我正在尝试使用 EMR 作业从 S3 中包含稀疏字段的 JSON 文件导入数据,例如 ios_os 字段和 android_os 但只有一个包含数据。有时数据为空,有时为空字符串,当尝试插入 DynamoDB 时出现错误(尽管我能够插入一些稀疏填充的记录):
"AttributeValue 不能包含空字符串" {"created_at_timestamp":1358122714,...,"data":null,"type":"e","android_network_carrier":""}
我过滤掉了具有空字符串“”的列,但我仍然收到该错误。我假设它是“属性”:导致此(或两者)的空值。我假设为了让它正常工作,在去 DynamoDB 时这些值不应该存在吗?
有没有办法通过 JSONSerde 或 Hive 与 DynamoDB 表的交互告诉 Hive 忽略空字符串属性值。
这是 Hive SQL 模式和插入命令的示例:
CREATE EXTERNAL TABLE IF NOT EXISTS json_events (
-- Common
created_at BIGINT,
data STRING,
type STRING,
android_network_carrier STRING
)
PARTITIONED BY (created_at BIGINT, type STRING)

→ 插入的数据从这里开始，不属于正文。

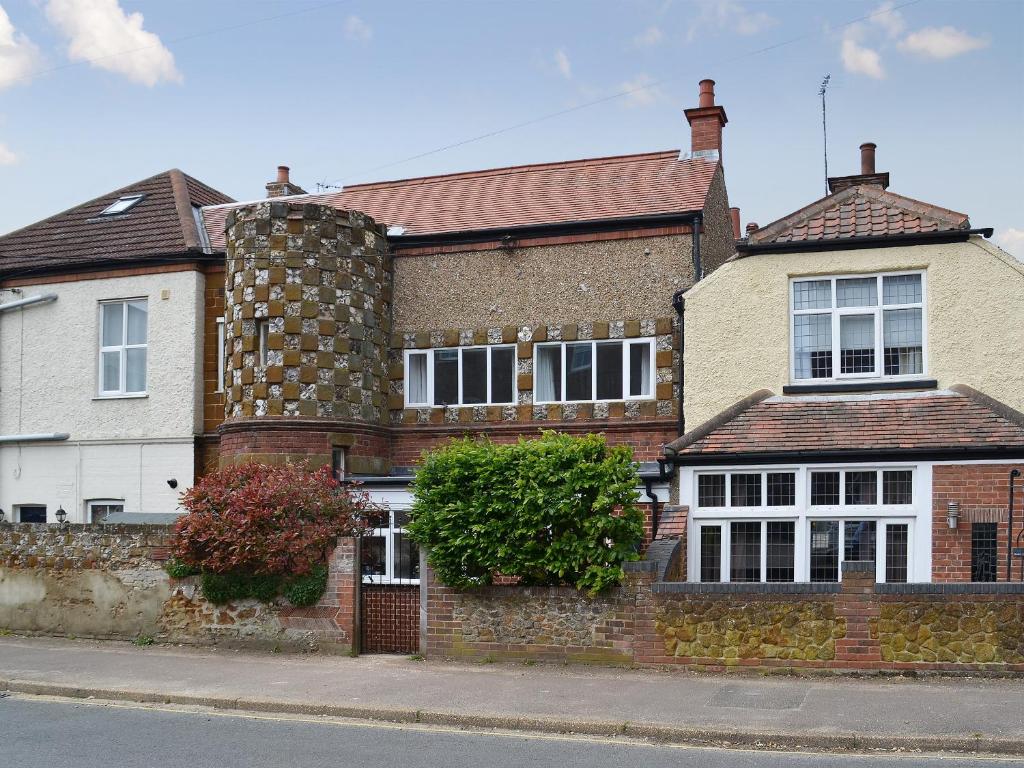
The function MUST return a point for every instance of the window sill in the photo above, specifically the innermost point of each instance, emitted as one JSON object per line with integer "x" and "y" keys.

ROW FORMAT SERDE "org.apache.hadoop.hive.contrib.serde2.JsonSerde"
WITH SERDEPROPERTIES (
-- Common
"created_at"="$.created_at",
"data"="$.data",
"android_network_carrier"="$.anw",
"type"="$.dt"
)
LOCATION s3://test.data/json_events;
CREATE EXTERNAL TABLE IF NOT EXISTS dynamo_events (
-- Common
created_at BIGINT,
data STRING,
type STRING,
android_network_carrier STRING
)
STORED BY 'org.apache.hadoop.hive.dynamodb.DynamoDBStorageHandler'
TBLPROPERTIES ("dynamodb.table.name" = "test-events",
"dynamodb.column.mapping" = "created_at:created_at,data:data,type:type,android_network_carrier:android_network_carrier");
ALTER TABLE json_events RECOVER PARTITIONS;
INSERT OVERWRITE TABLE dynamo_events
SELECT created_at,
data,
android_network_carrier,
type
FROM json_events
WHERE created_at = 20130114 AND type = 'e';